The exercise is being run under the guidance of the Financial Policy Committee and the Prudential Regulation Committee, supported by the PRA, the Financial Conduct Authority and The Pensions Regulator. Its 46 participants span the private-markets ecosystem: institutional investors such as insurers, pension funds, endowments and foundations; alternative asset managers operating private equity and private credit funds and managing collateralised loan obligations; banks providing leverage to sponsor-backed companies; and asset managers active in leveraged loans, CLOs and high-yield bonds. Participation is voluntary, and the firms have been engaged in designing the scenario as well as responding to it.
The motivation lies in how far private markets have grown as a source of finance, and the vulnerabilities that growth may carry. The FPC has previously flagged risks arising from the use of leverage, opacity in valuations and interconnection with other credit markets, and the SWES is built to probe exactly these pressure points: how infrequent valuations behave when public-market equivalents are falling sharply, how funds manage liquidity when redemptions rise or borrowing must be refinanced, and how correlated strategies and concentrated exposures could transmit stress between private markets, banks and institutional investors.

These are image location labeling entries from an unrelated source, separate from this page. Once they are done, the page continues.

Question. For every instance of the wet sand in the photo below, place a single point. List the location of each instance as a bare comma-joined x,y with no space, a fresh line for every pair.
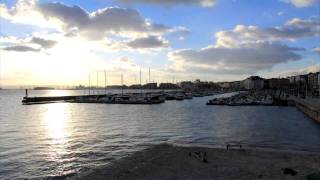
175,162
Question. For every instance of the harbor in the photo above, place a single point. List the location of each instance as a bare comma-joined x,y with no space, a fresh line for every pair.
155,97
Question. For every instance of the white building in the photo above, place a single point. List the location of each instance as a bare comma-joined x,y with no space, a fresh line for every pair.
254,82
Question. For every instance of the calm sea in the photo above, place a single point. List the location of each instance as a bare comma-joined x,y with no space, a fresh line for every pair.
60,139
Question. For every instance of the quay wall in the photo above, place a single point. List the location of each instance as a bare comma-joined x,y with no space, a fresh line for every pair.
311,110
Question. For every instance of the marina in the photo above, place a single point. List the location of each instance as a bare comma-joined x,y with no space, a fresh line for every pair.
155,97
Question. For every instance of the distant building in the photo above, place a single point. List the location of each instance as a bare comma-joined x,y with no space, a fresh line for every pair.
236,85
168,86
313,83
150,86
254,82
187,85
224,85
277,83
135,86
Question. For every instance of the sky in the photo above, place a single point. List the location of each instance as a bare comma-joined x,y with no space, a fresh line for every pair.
68,42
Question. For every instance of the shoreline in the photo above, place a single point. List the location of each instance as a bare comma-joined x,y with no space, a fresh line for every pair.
165,161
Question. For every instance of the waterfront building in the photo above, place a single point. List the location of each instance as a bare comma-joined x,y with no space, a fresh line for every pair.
254,83
313,84
168,86
187,85
150,86
277,83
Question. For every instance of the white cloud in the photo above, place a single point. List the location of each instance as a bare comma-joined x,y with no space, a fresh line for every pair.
100,25
301,3
21,48
249,58
317,50
203,3
34,44
294,29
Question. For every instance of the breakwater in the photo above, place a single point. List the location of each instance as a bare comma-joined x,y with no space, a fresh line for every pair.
127,98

The exercise carries weight for finance professionals because private markets now sit at the centre of corporate funding yet remain less transparent than public markets. Private equity and private credit have become major lenders to UK companies, and a disorderly response to stress — fire-sales of assets, a sudden withdrawal of financing, or valuation disputes between lenders, investors and sponsors — could tighten conditions beyond what the underlying shock warrants and feed through to corporate investment and employment. The two-round design, in which firms revise their responses after seeing aggregated feedback on how others behaved, is intended to capture precisely those amplification and feedback effects that a single-firm stress test would miss.

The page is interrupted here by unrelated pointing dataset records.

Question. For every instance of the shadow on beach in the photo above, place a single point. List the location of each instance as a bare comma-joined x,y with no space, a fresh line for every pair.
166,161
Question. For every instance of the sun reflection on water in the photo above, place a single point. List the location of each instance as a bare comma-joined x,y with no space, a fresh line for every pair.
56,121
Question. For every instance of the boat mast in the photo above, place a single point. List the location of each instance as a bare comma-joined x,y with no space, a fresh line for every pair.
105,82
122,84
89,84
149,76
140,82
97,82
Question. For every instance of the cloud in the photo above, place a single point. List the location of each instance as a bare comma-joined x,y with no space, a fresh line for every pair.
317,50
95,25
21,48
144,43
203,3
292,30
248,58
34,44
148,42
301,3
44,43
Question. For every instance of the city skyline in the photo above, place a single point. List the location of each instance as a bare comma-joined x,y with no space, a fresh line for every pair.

The findings will land in stages, giving the sector a clear timeline to watch. The Bank will share insights from its initial information-gathering in its July Financial Stability Report, with interim findings from Round 1 later in 2026 and a final report in 2027; the Bank has also committed to sharing aggregate findings with other central banks, regulators and the Financial Stability Board. The exercise is exploratory rather than a pass-or-fail test of individual firms, so it will not produce capital requirements — but its conclusions are likely to shape how private markets are supervised in the UK and, given the international interest, how regulators elsewhere approach a sector that has grown faster than the tools to monitor it.